Reciprocal chromosomal translocations, which are mediated by errors
in immunoglobulin heavy chain (IgH) switch recombination or somatic
hypermutation as plasma cells are generated in germinal centers, are
present in most multiple myeloma (MM) tumors. These translocations
dysregulate an oncogene that is repositioned in proximity to a strong
IgH enhancer. There is a promiscuous array of nonrandom chromosomal
partners (and oncogenes), with the 3 most frequent partners (11q13
[cyclin D1]; 4p16 [FGFR3 and MMSET]; 16q23 [c-maf])
involved in nearly half of MM tumors. It is now shown that a novel
t(6;14)(p21;q32) translocation is present in 1 of 30 MM cell lines and
that this cell line uniquely overexpresses cyclin D3. The cloned
breakpoint juxtaposes gamma 4 switch sequences with 6p21
sequences that are located about 65 kb centromeric to the cyclin
D3 gene. By metaphase chromosome analysis, the
t(6;14) (p21;q32) translocation was identified in 6 of 150 (4%)

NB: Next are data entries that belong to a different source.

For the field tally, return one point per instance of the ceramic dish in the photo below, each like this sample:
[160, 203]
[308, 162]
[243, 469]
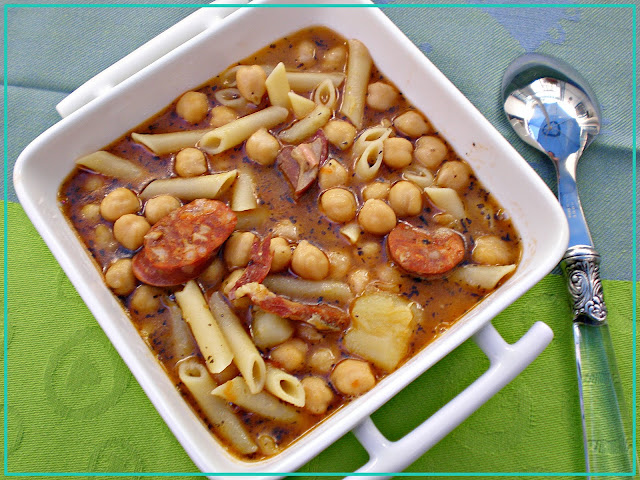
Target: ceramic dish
[45, 163]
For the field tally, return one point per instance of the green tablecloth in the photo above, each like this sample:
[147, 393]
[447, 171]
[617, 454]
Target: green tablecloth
[73, 406]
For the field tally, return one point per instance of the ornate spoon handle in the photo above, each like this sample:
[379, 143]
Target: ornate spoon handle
[606, 423]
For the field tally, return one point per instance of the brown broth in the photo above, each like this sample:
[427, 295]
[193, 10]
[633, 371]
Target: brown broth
[443, 301]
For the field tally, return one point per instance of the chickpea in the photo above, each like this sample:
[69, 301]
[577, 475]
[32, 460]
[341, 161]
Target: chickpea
[430, 151]
[190, 162]
[454, 174]
[251, 82]
[305, 54]
[119, 277]
[146, 299]
[119, 202]
[290, 355]
[411, 124]
[358, 280]
[332, 174]
[160, 206]
[353, 377]
[262, 147]
[397, 152]
[406, 199]
[340, 133]
[193, 106]
[382, 96]
[221, 115]
[339, 264]
[334, 58]
[378, 190]
[339, 204]
[282, 254]
[130, 230]
[309, 262]
[377, 217]
[90, 212]
[318, 395]
[322, 360]
[492, 250]
[237, 249]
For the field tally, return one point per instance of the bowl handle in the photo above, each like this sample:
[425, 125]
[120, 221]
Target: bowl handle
[506, 362]
[186, 29]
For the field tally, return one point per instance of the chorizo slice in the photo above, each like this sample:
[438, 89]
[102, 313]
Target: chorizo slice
[423, 252]
[258, 267]
[179, 246]
[323, 317]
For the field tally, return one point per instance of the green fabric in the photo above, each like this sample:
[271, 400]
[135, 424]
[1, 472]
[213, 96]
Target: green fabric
[75, 407]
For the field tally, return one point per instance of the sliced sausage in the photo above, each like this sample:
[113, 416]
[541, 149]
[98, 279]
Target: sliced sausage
[179, 246]
[422, 252]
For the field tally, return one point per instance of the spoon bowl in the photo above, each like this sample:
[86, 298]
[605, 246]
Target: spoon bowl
[552, 108]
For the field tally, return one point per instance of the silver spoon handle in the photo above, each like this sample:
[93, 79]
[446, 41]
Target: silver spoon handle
[570, 201]
[606, 422]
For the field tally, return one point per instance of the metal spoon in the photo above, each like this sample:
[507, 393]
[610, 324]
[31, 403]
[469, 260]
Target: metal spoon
[552, 108]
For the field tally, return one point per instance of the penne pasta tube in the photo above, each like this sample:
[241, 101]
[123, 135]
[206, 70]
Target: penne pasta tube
[325, 94]
[243, 197]
[284, 386]
[205, 328]
[368, 136]
[228, 136]
[365, 168]
[164, 143]
[245, 354]
[111, 165]
[307, 81]
[307, 126]
[225, 422]
[190, 188]
[236, 391]
[359, 66]
[308, 289]
[278, 87]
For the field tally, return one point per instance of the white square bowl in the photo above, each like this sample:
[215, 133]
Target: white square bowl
[46, 162]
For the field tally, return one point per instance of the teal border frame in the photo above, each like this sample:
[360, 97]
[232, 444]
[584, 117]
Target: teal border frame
[634, 277]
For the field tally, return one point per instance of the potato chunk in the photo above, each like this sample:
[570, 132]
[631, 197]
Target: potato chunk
[381, 328]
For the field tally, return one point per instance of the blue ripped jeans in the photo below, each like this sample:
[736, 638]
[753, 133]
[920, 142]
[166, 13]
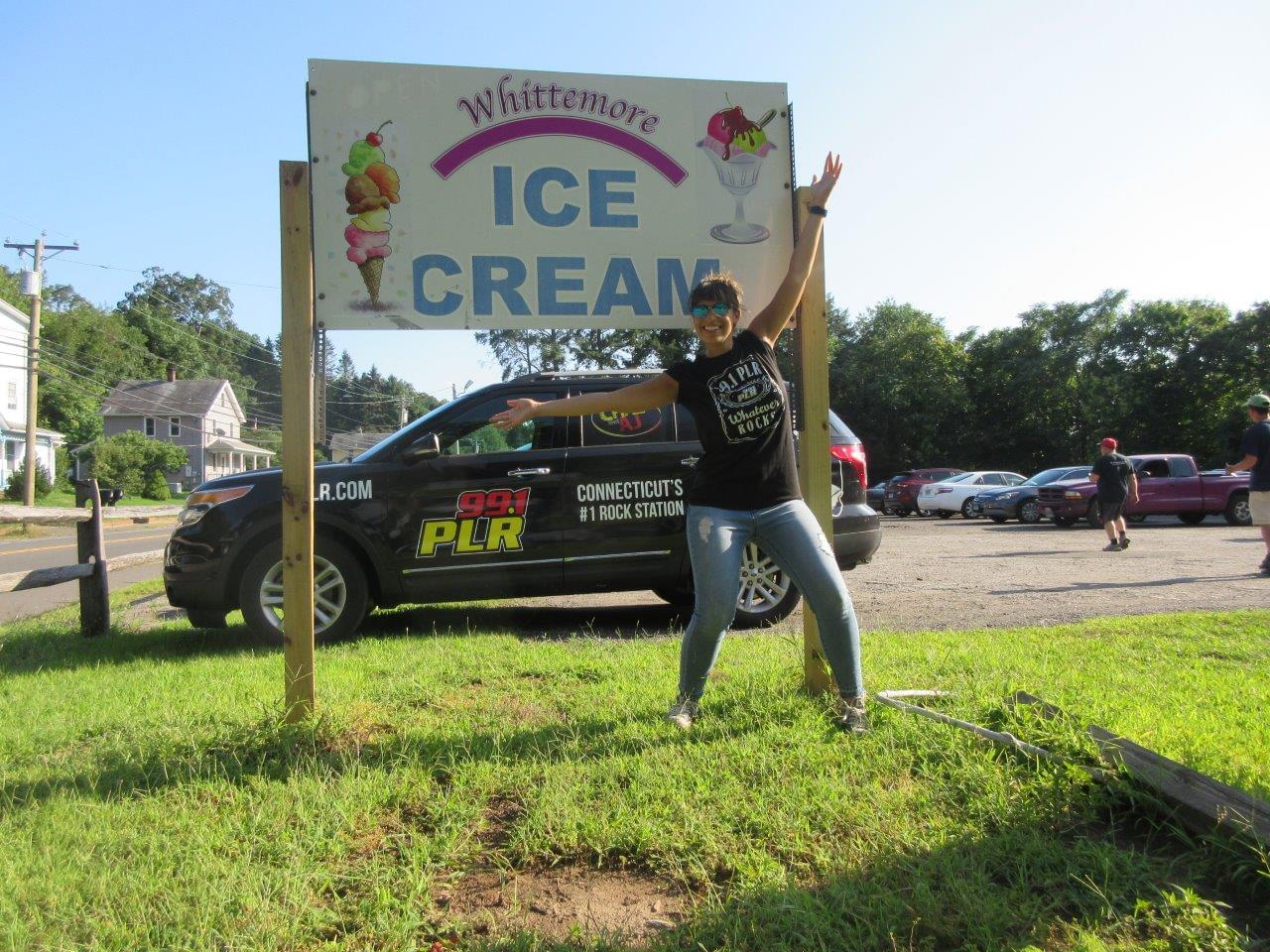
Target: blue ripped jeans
[790, 535]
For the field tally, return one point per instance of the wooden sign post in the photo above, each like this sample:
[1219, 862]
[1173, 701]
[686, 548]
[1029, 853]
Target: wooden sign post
[298, 452]
[813, 447]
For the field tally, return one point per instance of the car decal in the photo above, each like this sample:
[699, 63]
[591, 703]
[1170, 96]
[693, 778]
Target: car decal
[484, 521]
[348, 490]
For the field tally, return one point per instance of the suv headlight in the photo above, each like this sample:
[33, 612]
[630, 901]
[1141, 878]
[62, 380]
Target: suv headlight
[198, 504]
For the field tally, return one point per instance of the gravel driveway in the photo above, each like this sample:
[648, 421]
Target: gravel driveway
[966, 574]
[976, 574]
[934, 574]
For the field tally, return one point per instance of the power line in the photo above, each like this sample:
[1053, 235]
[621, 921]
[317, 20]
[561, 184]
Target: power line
[141, 271]
[154, 403]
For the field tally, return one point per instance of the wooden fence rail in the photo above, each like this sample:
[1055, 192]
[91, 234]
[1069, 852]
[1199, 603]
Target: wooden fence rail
[91, 571]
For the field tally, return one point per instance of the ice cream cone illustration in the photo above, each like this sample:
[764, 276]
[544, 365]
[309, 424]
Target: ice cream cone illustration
[372, 186]
[737, 148]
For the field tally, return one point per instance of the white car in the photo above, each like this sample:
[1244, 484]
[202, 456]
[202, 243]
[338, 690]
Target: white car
[955, 493]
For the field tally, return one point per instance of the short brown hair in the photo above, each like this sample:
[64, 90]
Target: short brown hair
[715, 289]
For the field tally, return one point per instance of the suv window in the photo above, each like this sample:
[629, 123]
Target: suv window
[608, 429]
[686, 425]
[471, 433]
[1180, 467]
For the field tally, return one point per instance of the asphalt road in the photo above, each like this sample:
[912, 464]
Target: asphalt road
[56, 546]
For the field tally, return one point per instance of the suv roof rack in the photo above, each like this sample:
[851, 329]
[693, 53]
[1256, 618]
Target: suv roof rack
[626, 372]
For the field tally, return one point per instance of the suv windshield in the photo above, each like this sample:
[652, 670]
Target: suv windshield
[421, 425]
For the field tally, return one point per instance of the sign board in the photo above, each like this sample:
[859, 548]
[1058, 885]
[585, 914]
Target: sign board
[454, 197]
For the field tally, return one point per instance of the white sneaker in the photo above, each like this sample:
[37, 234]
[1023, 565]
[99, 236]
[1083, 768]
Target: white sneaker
[852, 717]
[683, 714]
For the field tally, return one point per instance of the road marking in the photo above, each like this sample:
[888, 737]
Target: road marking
[72, 544]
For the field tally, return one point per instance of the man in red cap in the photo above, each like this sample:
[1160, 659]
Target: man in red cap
[1256, 457]
[1115, 479]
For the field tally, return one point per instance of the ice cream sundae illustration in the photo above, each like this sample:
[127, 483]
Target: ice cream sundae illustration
[372, 185]
[737, 148]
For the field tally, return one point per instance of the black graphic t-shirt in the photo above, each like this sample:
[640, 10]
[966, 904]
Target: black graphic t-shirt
[1112, 471]
[1256, 442]
[739, 404]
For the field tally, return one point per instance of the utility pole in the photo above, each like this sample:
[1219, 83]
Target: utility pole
[35, 290]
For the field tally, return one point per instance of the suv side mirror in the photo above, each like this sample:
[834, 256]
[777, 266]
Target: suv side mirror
[427, 447]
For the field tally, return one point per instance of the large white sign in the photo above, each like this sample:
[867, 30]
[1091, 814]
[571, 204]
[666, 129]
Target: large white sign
[452, 197]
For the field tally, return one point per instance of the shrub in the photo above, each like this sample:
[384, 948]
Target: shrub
[131, 458]
[16, 489]
[155, 486]
[63, 468]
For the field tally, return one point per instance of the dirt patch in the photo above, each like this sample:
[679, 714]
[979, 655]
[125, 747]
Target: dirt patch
[557, 901]
[566, 900]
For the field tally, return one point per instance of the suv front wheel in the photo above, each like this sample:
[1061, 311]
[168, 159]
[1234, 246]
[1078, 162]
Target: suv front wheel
[339, 593]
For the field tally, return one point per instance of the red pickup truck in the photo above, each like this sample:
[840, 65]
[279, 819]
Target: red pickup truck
[1169, 484]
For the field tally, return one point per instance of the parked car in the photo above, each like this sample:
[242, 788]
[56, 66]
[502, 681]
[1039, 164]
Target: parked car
[1019, 502]
[876, 497]
[902, 488]
[449, 508]
[956, 493]
[1169, 484]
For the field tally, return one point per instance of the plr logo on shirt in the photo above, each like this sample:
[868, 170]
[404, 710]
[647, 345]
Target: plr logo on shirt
[748, 400]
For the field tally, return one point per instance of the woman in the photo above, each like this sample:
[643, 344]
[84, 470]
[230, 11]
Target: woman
[746, 484]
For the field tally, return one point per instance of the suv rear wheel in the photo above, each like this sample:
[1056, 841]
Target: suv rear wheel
[339, 593]
[766, 594]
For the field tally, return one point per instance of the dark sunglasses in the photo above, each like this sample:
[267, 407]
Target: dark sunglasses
[719, 308]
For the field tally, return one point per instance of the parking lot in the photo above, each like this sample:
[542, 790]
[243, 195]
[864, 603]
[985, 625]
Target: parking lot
[969, 574]
[964, 574]
[939, 574]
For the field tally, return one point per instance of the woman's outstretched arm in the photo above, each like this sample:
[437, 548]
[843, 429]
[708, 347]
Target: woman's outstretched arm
[772, 318]
[645, 395]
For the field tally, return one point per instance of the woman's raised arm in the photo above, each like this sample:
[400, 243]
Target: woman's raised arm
[772, 318]
[645, 395]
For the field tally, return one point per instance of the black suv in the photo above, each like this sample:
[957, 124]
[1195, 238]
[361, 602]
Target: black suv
[449, 508]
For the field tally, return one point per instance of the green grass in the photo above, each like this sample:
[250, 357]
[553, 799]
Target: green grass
[151, 798]
[66, 500]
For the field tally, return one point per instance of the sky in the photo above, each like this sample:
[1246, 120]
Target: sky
[998, 154]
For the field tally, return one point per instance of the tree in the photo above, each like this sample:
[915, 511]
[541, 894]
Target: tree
[18, 481]
[128, 460]
[899, 382]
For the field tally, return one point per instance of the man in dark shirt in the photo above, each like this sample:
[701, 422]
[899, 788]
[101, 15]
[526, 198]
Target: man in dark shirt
[1115, 479]
[1256, 457]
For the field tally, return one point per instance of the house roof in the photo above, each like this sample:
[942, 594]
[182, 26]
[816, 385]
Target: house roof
[162, 398]
[18, 429]
[227, 444]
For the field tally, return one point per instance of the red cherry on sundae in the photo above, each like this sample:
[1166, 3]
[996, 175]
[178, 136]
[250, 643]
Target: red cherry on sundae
[375, 139]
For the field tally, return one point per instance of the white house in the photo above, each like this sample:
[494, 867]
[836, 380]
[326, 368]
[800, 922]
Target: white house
[200, 416]
[14, 326]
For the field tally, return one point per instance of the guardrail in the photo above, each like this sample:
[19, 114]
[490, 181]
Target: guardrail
[91, 571]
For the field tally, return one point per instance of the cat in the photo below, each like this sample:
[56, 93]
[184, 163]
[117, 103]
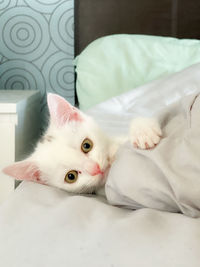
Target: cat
[74, 154]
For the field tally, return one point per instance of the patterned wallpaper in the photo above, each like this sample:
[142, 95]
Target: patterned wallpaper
[37, 46]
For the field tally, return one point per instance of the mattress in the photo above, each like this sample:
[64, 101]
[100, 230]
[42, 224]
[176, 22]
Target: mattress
[44, 226]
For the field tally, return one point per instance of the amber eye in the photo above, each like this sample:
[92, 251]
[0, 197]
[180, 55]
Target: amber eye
[86, 145]
[71, 177]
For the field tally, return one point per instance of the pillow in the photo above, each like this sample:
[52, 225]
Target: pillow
[115, 64]
[114, 115]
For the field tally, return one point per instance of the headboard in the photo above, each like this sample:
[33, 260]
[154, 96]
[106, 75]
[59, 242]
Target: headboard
[97, 18]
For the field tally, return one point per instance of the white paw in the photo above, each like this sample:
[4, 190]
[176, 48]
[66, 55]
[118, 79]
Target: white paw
[145, 133]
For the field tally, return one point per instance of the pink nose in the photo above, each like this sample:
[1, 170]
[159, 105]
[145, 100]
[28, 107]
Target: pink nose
[95, 170]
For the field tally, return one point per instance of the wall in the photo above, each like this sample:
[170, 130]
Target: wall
[37, 46]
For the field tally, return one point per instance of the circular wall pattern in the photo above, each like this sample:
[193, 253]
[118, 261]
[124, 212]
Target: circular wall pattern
[24, 33]
[20, 74]
[61, 27]
[60, 72]
[7, 4]
[44, 6]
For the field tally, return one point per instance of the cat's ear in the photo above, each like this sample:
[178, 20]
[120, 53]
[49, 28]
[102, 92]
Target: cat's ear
[62, 111]
[24, 170]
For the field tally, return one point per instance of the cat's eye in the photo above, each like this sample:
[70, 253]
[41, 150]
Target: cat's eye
[86, 145]
[71, 177]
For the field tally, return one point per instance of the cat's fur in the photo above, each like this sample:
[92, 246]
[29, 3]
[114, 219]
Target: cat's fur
[59, 151]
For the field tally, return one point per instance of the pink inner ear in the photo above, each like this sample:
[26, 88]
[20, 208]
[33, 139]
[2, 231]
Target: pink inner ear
[24, 170]
[61, 111]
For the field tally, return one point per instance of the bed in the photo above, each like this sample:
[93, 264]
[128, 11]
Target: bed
[45, 226]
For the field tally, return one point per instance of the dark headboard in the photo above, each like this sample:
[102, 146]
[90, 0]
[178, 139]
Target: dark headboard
[96, 18]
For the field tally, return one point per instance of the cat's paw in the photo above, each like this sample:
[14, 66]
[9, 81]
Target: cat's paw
[145, 133]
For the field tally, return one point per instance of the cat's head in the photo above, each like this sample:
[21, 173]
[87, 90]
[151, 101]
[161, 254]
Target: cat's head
[72, 155]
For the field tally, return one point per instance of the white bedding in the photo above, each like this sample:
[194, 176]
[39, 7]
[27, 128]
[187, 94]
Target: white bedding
[42, 226]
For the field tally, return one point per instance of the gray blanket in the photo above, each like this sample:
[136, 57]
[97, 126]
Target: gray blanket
[167, 177]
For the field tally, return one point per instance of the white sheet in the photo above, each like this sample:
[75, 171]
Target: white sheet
[42, 226]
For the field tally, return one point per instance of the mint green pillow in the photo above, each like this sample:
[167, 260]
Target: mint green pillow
[114, 64]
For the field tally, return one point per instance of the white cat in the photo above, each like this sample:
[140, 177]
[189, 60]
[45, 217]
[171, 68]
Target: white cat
[74, 154]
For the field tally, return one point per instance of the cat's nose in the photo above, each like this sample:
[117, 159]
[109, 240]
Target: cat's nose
[94, 169]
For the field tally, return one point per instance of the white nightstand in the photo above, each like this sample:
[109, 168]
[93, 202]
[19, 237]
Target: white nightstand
[20, 123]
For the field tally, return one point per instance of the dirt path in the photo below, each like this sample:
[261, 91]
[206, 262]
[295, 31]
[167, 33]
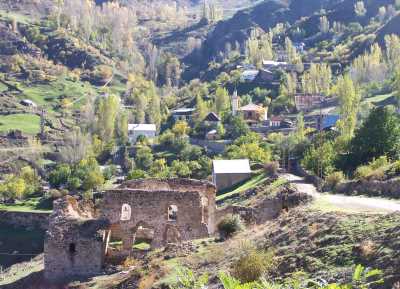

primary MM tumors. Overexpression of cyclin D3 messenger RNA
(mRNA) was identified by microarray RNA expression analysis in
3 of 53 additional primary MM tumors, each of which was found to have a
t(6;14) translocation breakpoint by interphase fluorescence in
situ hybridization analysis. One tumor has a t(6;22)(p21;q11)
translocation, so that cyclin D3 is bracketed by the IgL and IgH
breakpoints. These results provide the first clear evidence for primary
dysregulation of cyclin D3 during tumorigenesis. It is suggested that
the initial oncogenic event for most MM tumors is a primary
immunoglobulin translocation that dysregulates cyclin D1, cyclin D3,
and other oncogenes to provide a proliferative stimulus to postgerminal center plasma cells.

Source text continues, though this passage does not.